Two possibilities come to mind, and we expect both are to blame for the alarming numbers:
. The system is being abused by adults who are fully capable of working but choose instead to sit home and draw a disability check (or two or three, if they are successful in getting benefits for their children).
. Poor people in Kentucky are getting sicker, in many cases from poor lifestyle choices such as smoking and overeating, and getting addicted to drugs — prescription or illicit — to cope.
Regardless of the reasons, Kentucky must treat the burgeoning disability rolls as a crisis, lest the problem gut the state’s workforce and render our commonwealth uncompetitive economically. We’re already teetering on that ledge. Some 11.2 percent of Kentuckians were receiving some form of disability benefit payment in 2015 — the second-highest percentage in the country. In impoverished Eastern Kentucky, roughly 1 out of 5 people is on disability.
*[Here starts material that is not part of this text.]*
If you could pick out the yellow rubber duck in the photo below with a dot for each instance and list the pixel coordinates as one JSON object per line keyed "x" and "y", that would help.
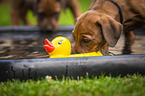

According to the report, per capita opioid prescriptions for SSI/Medicaid adult recipients increased from 47.58 doses in 2000 to 147.29 doses in 2015, a 210 percent increase. Per capita psychotropic prescriptions for SSI/Medicaid children increased from 272.61 doses in 2000 to 456.87 doses in 2015, an increase of 168 percent.
“The explosive growth of benefit dependence over the past 35 years has been fueled by a multitude of factors which are completely unrelated to the mitigation or treatment of hardship borne of genuine disability,” said Bryan Hubbard, acting commissioner of the Department for Income Support, which oversees DDS. “Armed with the grim statistical reality of the past 35 years, we can seek better outcomes over the next 35 as we work to fix a broken system that must be preserved for individuals who can neither care nor provide for themselves.”
The Bevin administration believes major reforms are needed in the way disability applications are considered and approved. The report lays out specific recommendations, including much more strenuous testing for medical and psychological problems before benefits are granted.
The truly disabled — of whom there are many — should have nothing to fear from more rigorous screening. Weeding out the bogus claims will keep disability assistance viable for those who legitimately need it.